# getting my pump



## Teena (Oct 9, 2017)

Hi everyone, am getting my pump tomorrow morning and going live straight away. petrified have been on injections for 48 years and read the books and done the online test and it's all buzzing around my head. am not very good with technology so scared I won't be able to sort it all out also going straight back to work after the appointment feeling really nervous feels like  I have been rediagnosed any suggestions would be grateful thanks


----------



## Northerner (Oct 9, 2017)

Hi Teena, welcome to the forum  Which pump are you getting? I'm not a pumper myself, but we do have members here who have a lot of experience using them, so hopefully they will be along soon to reassure you and answer any questions you may have  Have you got the book 'Pumping Insulin' by John Walsh? I believe it is highly recommended.


----------



## Teena (Oct 9, 2017)

Thanks Northerner its an accu chek insight, thanks for the info on the book shall get that  and hope all good with you


----------



## trophywench (Oct 9, 2017)

Hi Teena

You have hit the nail on the head actually - when I got my first pump - it is exactly how I felt when first diagnosed - except logically I knew darn well it absolutely wasn't the same! - I was just being daft, and didn't like the fact it WAS unfamiliar.  Someone on this forum (she knows who!) told me to ring her whenever I needed advice - and that was all I needed in truth - no, I said to myself - you need to get your own head round this, you daft old bat!

And I did exactly that !  

Your DSN will set it all up for you and will be available at the end of a phone whenever you need her - they don't leave you on your own and rudderless, they know it's scary at first cos they're not daft.

Plus of course - you still have your pens  so you always have a safety net.  Gradually over the first few weeks, you just get used to it, same as you did jabs and then pens when they arrived on the scene.

You will have millions of questions and that's where this forum comes into its own - no such thing as a 'silly' question whatever it is about D - when you just wonder 'if I did this, what would happen?' - we've all been there where you are now and should be able to answer.

Good luck with it - and you WILL cope!


----------



## trophywench (Oct 9, 2017)

Ooh - same pump as me!  Stuff will start to make a lot more sense when you're 'live'.


----------



## Teena (Oct 9, 2017)

trophywench said:


> Ooh - same pump as me!  Stuff will start to make a lot more sense when you're 'live'.


Thanks trophywench, its great to know others out there felt the same you included, and thanks it helps to know how others cope you've made me feel a lot better about it and i feel yes i can do it now thank you so much


----------



## HOBIE (Oct 9, 2017)

Teena said:


> Hi everyone, am getting my pump tomorrow morning and going live straight away. petrified have been on injections for 48 years and read the books and done the online test and it's all buzzing around my head. am not very good with technology so scared I won't be able to sort it all out also going straight back to work after the appointment feeling really nervous feels like  I have been rediagnosed any suggestions would be grateful thanks


Well done Teena !  In a couple of weeks you will think why have I not done this sooner. That's exactly what I thought. Now on my 3rd pump & like them a lot. Good luck & welcome


----------



## trophywench (Oct 9, 2017)

Roche have a program the clinics use, to set a 'starter' basal rate and presumably your clinic has already given you a list of 'new' things you need to get on your 'repeat prescription' list so you already have it, to start you off - whilst other pump insulin reservoirs can be filled either from a vial or - with some difficulty LOL - from a pen cartridge, the Insight pump MUST have the little 1.4ml 'Pump Carts' or nothing.  You also need Accu-Chek Aviva test strips - these are common to most types of Accu-Chek meters so it's easier to have another Roche meter as a back-up spare.  I previously used their Combo pump meter/handset - which is the same basic thing as the Accu-Chek Expert meter, but with added Bluetooth to communicate with the pump.

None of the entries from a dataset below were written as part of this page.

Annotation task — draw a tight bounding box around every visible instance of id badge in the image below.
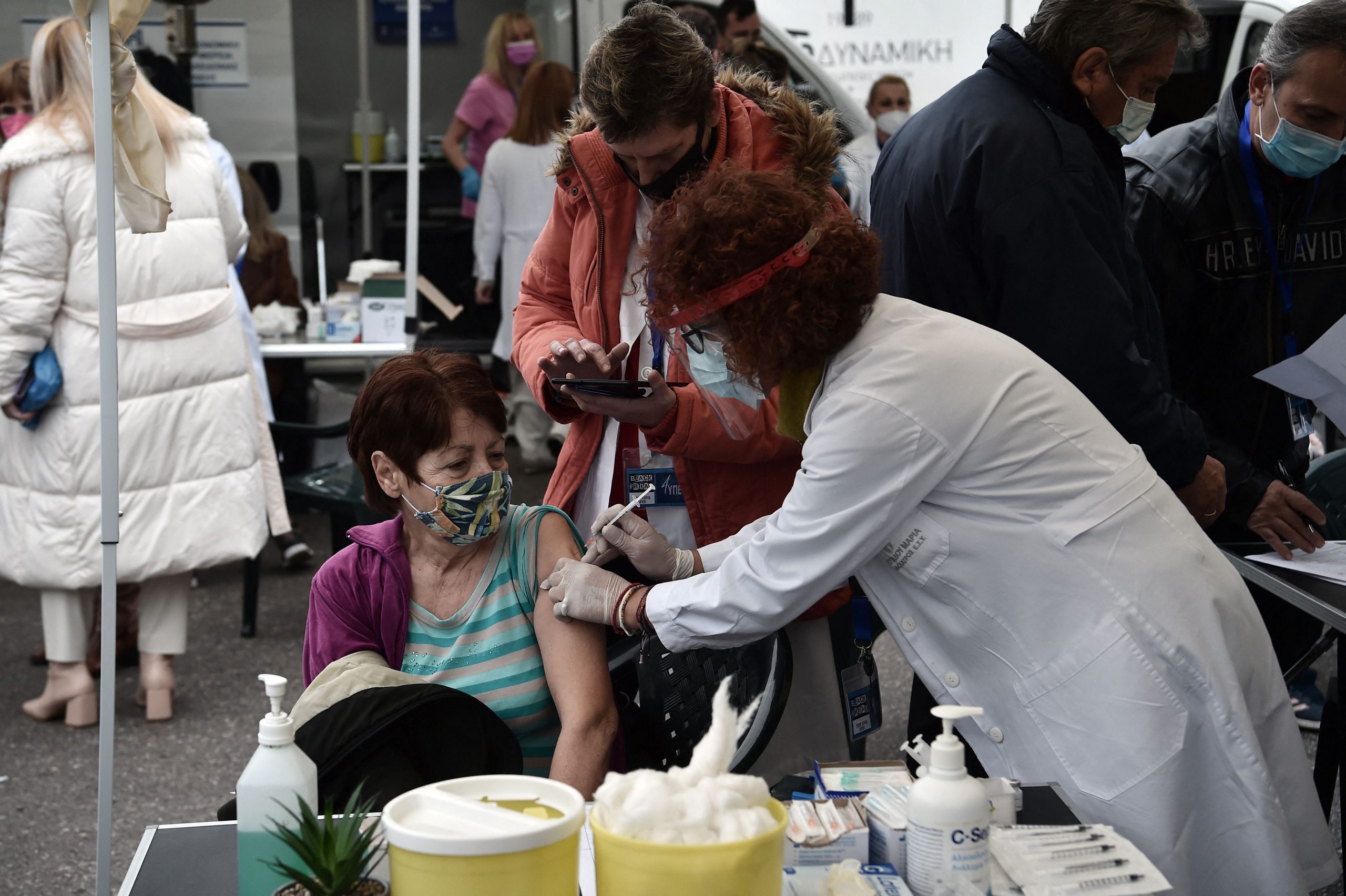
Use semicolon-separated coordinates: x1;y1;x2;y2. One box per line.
622;448;687;507
1286;394;1314;441
841;647;883;742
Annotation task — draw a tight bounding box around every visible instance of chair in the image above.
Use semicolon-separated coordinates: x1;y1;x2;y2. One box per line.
240;420;385;638
1304;448;1346;541
621;631;794;773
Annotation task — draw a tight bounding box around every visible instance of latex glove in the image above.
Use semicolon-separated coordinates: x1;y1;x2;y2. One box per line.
583;504;693;581
457;166;482;202
543;557;631;626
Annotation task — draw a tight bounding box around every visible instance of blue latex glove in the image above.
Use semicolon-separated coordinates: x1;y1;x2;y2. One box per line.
459;166;482;202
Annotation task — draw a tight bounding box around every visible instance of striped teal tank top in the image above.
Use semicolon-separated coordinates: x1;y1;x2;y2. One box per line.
402;504;583;776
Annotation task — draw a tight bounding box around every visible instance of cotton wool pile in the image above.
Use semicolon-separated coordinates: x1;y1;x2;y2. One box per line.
594;678;777;845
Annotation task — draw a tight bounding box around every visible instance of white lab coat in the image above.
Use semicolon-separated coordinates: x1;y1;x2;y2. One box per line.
473;137;556;361
840;129;883;222
647;294;1341;896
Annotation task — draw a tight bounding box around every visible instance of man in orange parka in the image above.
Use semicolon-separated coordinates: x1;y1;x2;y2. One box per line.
513;3;849;773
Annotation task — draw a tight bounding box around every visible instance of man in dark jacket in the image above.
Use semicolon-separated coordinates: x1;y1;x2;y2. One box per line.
1127;0;1346;727
871;0;1225;525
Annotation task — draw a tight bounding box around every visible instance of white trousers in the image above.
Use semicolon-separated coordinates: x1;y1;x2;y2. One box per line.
42;573;191;663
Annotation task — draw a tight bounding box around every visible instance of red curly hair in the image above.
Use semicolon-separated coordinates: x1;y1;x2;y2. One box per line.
646;164;879;389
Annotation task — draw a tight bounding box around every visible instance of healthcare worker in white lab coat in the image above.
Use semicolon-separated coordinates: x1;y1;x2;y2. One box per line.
544;166;1341;896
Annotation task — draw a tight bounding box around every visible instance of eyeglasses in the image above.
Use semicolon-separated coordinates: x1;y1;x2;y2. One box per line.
678;324;707;354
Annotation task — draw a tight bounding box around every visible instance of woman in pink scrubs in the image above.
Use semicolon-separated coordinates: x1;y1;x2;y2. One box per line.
444;12;543;218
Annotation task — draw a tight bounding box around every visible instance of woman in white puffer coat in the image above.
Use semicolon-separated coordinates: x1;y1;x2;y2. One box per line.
0;19;267;725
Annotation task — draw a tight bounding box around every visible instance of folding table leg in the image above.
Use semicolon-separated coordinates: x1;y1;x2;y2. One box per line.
238;554;261;638
1314;661;1346;823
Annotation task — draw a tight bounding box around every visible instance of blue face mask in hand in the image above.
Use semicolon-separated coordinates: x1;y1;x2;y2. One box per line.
687;339;766;410
402;470;514;545
1257;82;1346;180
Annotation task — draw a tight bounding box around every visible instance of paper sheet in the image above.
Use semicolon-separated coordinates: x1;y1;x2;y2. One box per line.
1257;318;1346;429
1248;541;1346;585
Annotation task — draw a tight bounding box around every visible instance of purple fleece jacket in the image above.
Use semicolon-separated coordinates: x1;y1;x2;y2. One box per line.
304;515;412;687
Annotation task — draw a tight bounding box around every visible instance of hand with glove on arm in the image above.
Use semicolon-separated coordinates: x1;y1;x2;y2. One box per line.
543;504;704;635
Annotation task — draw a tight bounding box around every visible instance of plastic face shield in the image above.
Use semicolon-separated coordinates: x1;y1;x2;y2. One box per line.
664;325;766;439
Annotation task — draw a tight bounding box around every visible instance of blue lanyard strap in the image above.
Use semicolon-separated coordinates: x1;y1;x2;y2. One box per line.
1238;99;1318;358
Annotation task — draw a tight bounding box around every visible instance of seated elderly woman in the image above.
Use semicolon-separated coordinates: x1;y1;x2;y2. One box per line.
304;351;616;795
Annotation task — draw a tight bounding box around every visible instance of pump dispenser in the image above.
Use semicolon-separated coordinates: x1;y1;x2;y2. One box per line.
906;706;991;896
237;673;318;896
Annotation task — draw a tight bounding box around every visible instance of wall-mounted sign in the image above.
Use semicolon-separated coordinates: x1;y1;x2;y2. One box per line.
22;19;248;87
758;0;1005;108
374;0;457;43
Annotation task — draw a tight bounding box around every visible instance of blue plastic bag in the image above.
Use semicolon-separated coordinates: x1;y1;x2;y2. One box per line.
19;346;62;429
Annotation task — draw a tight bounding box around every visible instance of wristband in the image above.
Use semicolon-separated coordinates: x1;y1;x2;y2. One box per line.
613;583;639;638
670;547;696;581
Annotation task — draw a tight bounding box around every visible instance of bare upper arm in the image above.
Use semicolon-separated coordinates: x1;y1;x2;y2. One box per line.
533;514;613;725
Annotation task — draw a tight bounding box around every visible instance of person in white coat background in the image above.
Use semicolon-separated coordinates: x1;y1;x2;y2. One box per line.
473;62;575;472
544;168;1341;896
0;17;267;725
839;75;911;222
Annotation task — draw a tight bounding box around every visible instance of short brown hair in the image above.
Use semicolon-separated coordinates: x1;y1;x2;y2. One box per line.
346;349;506;514
646;163;879;386
864;75;911;106
0;56;32;102
1023;0;1210;77
580;0;715;142
505;62;575;147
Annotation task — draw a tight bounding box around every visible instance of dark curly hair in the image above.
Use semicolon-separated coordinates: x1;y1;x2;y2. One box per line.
646;164;879;389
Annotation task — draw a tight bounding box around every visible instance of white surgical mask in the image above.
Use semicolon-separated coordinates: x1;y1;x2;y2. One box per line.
873;109;911;137
1108;63;1155;147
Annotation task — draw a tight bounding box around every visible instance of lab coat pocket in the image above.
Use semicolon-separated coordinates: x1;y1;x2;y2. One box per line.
883;510;949;587
1015;614;1187;799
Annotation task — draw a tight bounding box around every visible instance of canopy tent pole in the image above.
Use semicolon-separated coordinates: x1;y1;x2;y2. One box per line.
89;0;118;896
405;0;421;349
358;0;374;254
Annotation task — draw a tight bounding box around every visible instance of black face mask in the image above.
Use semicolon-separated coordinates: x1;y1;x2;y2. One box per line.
613;123;715;202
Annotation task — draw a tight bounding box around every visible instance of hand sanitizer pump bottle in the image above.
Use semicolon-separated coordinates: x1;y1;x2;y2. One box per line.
906;706;991;896
237;674;318;896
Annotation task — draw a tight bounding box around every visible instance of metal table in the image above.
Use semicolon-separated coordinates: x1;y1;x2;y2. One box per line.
117;785;1081;896
1221;542;1346;822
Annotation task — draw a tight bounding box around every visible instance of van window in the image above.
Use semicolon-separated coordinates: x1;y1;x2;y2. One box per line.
1238;22;1271;68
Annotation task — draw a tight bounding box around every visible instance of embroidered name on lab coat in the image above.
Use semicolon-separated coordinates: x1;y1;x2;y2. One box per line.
883;529;926;569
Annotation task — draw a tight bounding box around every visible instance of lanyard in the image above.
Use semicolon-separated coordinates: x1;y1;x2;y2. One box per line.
1238;99;1318;358
650;324;664;375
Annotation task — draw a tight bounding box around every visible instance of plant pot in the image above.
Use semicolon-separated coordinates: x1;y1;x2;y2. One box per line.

Like I say - lots of things will make much more sense, once you actually get your hands on the thing!

If something doesn't make sense - ASK!! 

The Roche pump helpline really ARE helpful, too.  You are never really 'up a gumtree without a paddle', LOL


----------



## Teena (Oct 9, 2017)

HOBIE said:


> Well done Teena !  In a couple of weeks, you will think why have I not done this sooner. That's exactly what I thought. Now on my 3rd pump & like them a lot. Good luck & welcome


thanks, Hobie feeling much more positive now thanks to you all


----------



## Teena (Oct 9, 2017)

trophywench said:


> Roche have a program the clinics use, to set a 'starter' basal rate and presumably your clinic has already given you a list of 'new' things you need to get on your 'repeat prescription' list so you already have it, to start you off - whilst other pump insulin reservoirs can be filled either from a vial or - with some difficulty LOL - from a pen cartridge, the Insight pump MUST have the little 1.4ml 'Pump Carts' or nothing.  You also need Accu-Chek Aviva test strips - these are common to most types of Accu-Chek meters so it's easier to have another Roche meter as a back-up spare.  I previously used their Combo pump meter/handset - which is the same basic thing as the Accu-Chek Expert meter, but with added Bluetooth to communicate with the pump.
> 
> Like I say - lots of things will make much more sense, once you actually get your hands on the thing!
> 
> ...


Thank you so much i already have the Accu chek expert so that will be a good back up and yes have picked up the insulin and ketone strips and test strips feeling a lot more at ease now thanks Jenny


----------



## Radders (Oct 9, 2017)

It's a brave step but if you're anything like me you won't look back. Dosing is so much more discreet, you can get your basal tuned to your needs and vary it for different situations, and correct or dose to an accuracy of 0.1. 
And you can't leave the house and forget to take your insulin! 
As Jen says, ask away if you have any questions that you don't remember or don't want to ask the DSN.


----------



## trophywench (Oct 9, 2017)

Radders said:


> .
> And you can't leave the house and forget to take your insulin!



... Oh yes you can ! 

In fact you can set off in the passenger seat of a motorhome, on the way to Dover to catch a ferry to go on holiday for 3 or so weeks, get on the M6 at Jct 3, pass Jct 2 (Coventry) and say to your husband - come off at Rugby (Jct 1) turn round and go straight back home again please!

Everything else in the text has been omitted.